Richard Birkby's Amazon Alexa integration. "Alexa, tell kitchen lights to show energy." I never imagined someone would do this with my project.
Another user who does AV at a club sent me a video of the strip in action during a DJ night, with dozens of people dancing in front of a live band. He wrote: "people were very happy... If they only knew this was the 6th Raspberry Pi doing stuff in the bar around them." The LED strip was mounted above the stage for everyone to see, lighting up in real time as the band played.
A nightclub DJ night. The LED strip is mounted above the stage, reacting to the live band in real time. Dozens of people dancing. This video was sent to me by someone on the other side of the world. Dozens of people dancing.

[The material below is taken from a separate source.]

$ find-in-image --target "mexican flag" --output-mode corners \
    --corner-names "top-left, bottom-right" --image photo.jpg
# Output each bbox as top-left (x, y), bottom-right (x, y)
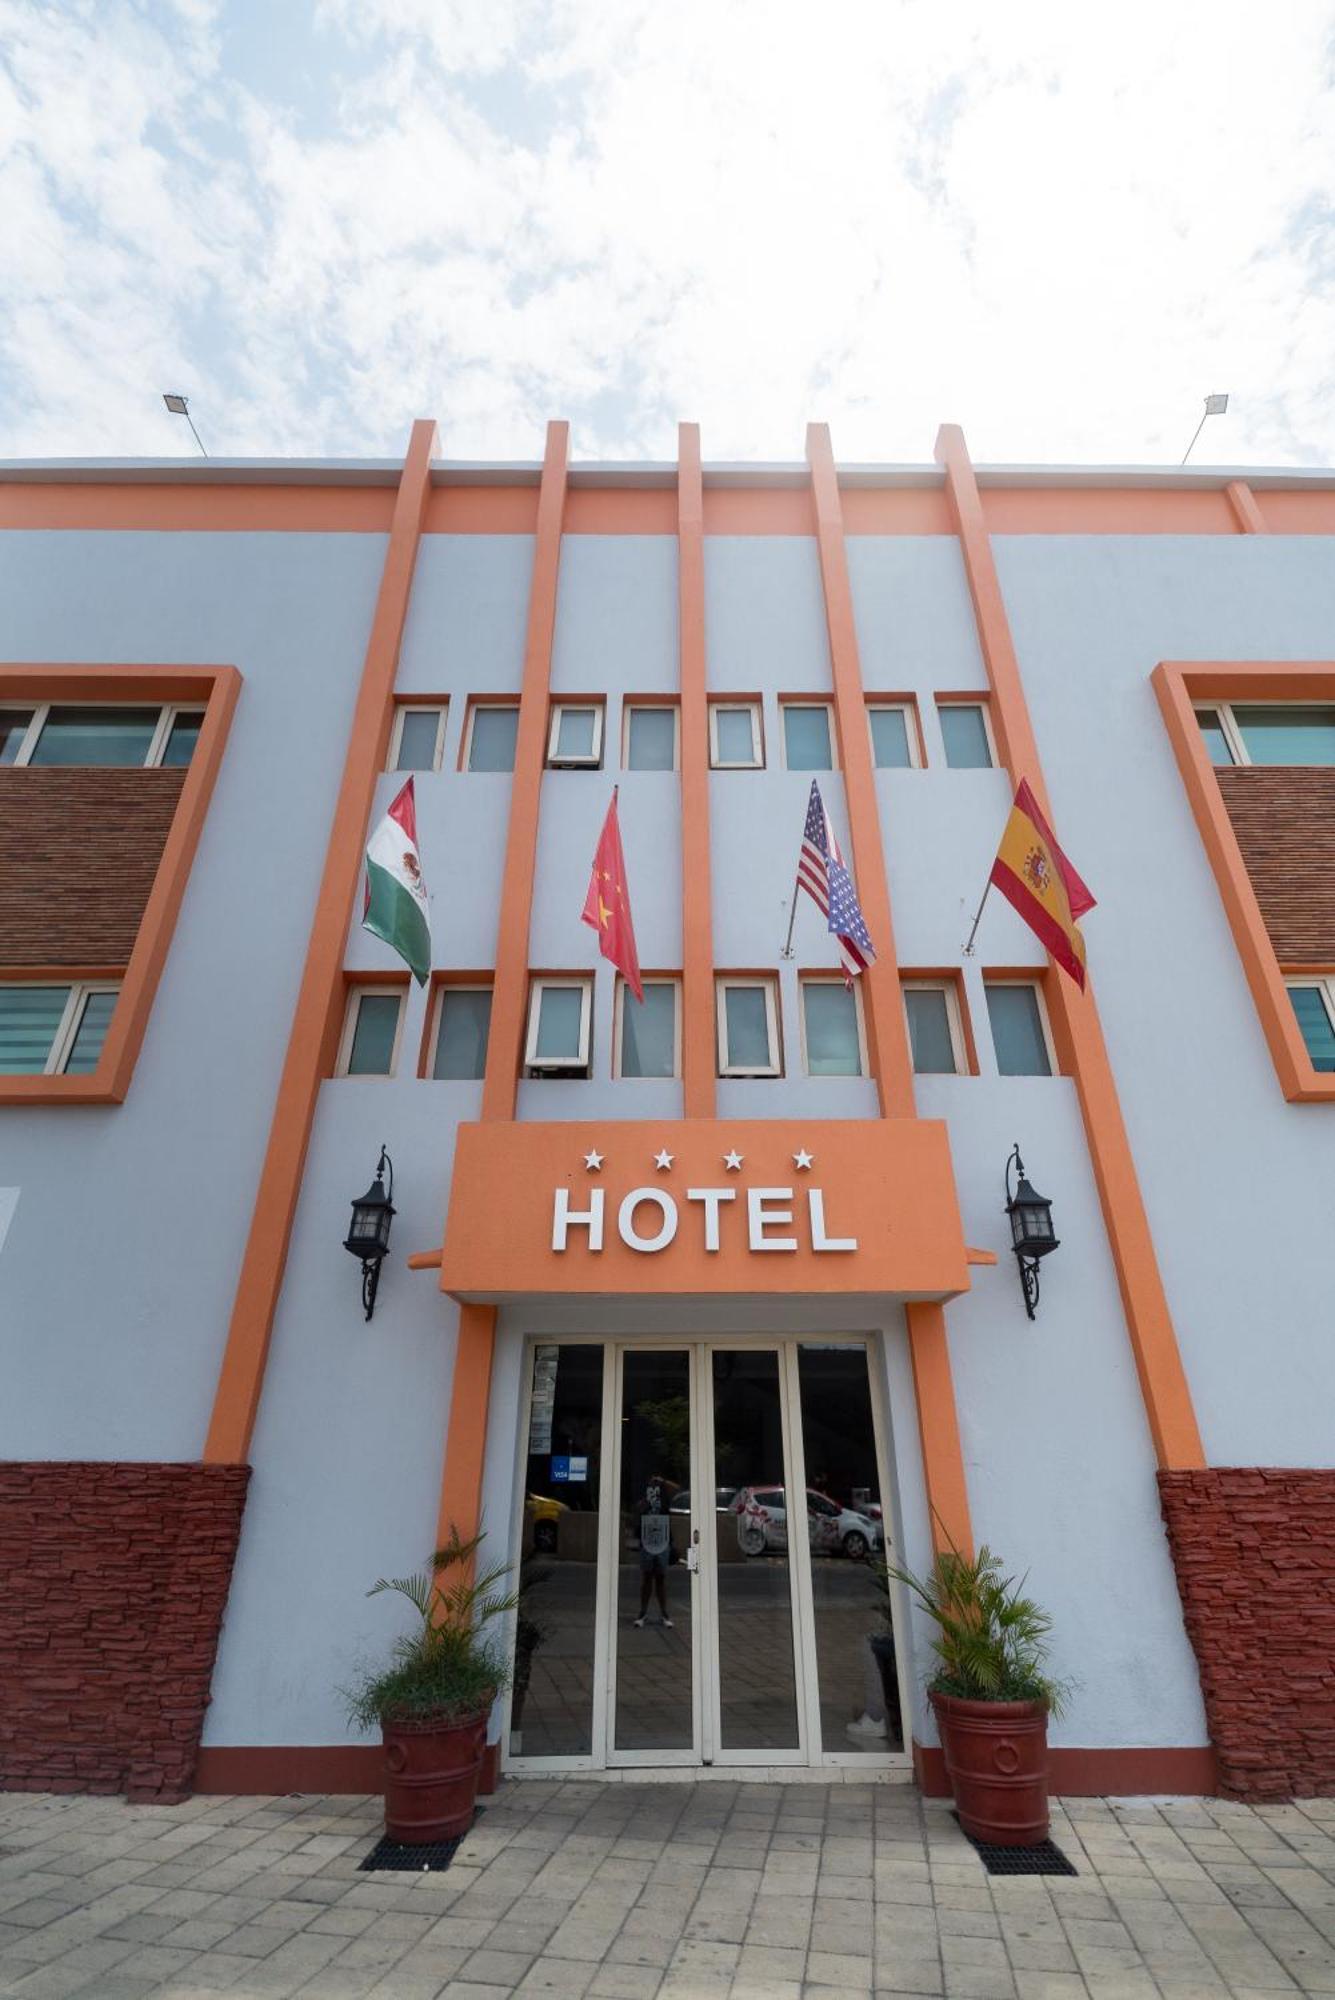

A developer in China forked the project, added ESP32 and Home Assistant support, wrote Chinese documentation, and built a custom microphone shield PCB to make setup easier. Someone made a YouTube video about the project because they felt it deserved more recognition. People around the world submitted pull requests adding beat detection, new effects, and code improvements.
The most rewarding part was learning that people used this as their first electronics project. Someone who had never soldered before bought an LED strip and a Raspberry Pi, followed the documentation, and got it working.
It's the only project I've worked on that took on a life of its own.
When a human manually codes an animation sequence for a specific song, the result is dazzling. Every beat and drop is perfectly timed. That hand-coded result is the gold standard, and automatic visualization is still far from it.
The biggest unsolved problem is making it work well on all kinds of music. The visualizer works best on punchy electronic music with clear beats and strong contrast. Vocal-heavy music, jazz, classical piano, guitar, violin all have different frequency and time domain characteristics. One piece of code can't perform well on all of them. They call for different approaches.
The other thing I want to crack is capturing that essential quality of music that makes a human tap their foot. When you listen to a song, you feel something and your body wants to move. Writing code that mimics that response would make the visualizer dramatically better. I haven't figured out how to do it reliably in real time.
I think the future of audio visualization on LED strips will involve a mixture of experts tuned for different genres, likely using neural networks. I have this idea of generating a training dataset by listening to music while holding an accelerometer, and using the relationship between the audio signal and my body's physical response to train an AI-based visualizer. I haven't done it yet. I have lots of ideas and not enough time.
I started this as a fun LED project. I ended up spending years learning how humans perceive pitch, how to smooth noisy signals, how our eyes respond to brightness, and the difficulty of mapping sound onto light through a pixel-poor bottleneck.
Every commercial audio reactive LED strip I've seen does this badly. They use simple volume detection or naive FFTs and call it a day. They don't model human perception on either side, which is why they all look the same.
When the mel scale is tuned and the filters are dialed in and the colors map to the right frequency bands, the strip comes alive. You put on a song and the LEDs feel like they understand the music. People sent me videos from nightclubs on the other side of the world.
It's the hardest thing I've built, and I'm still not done with it.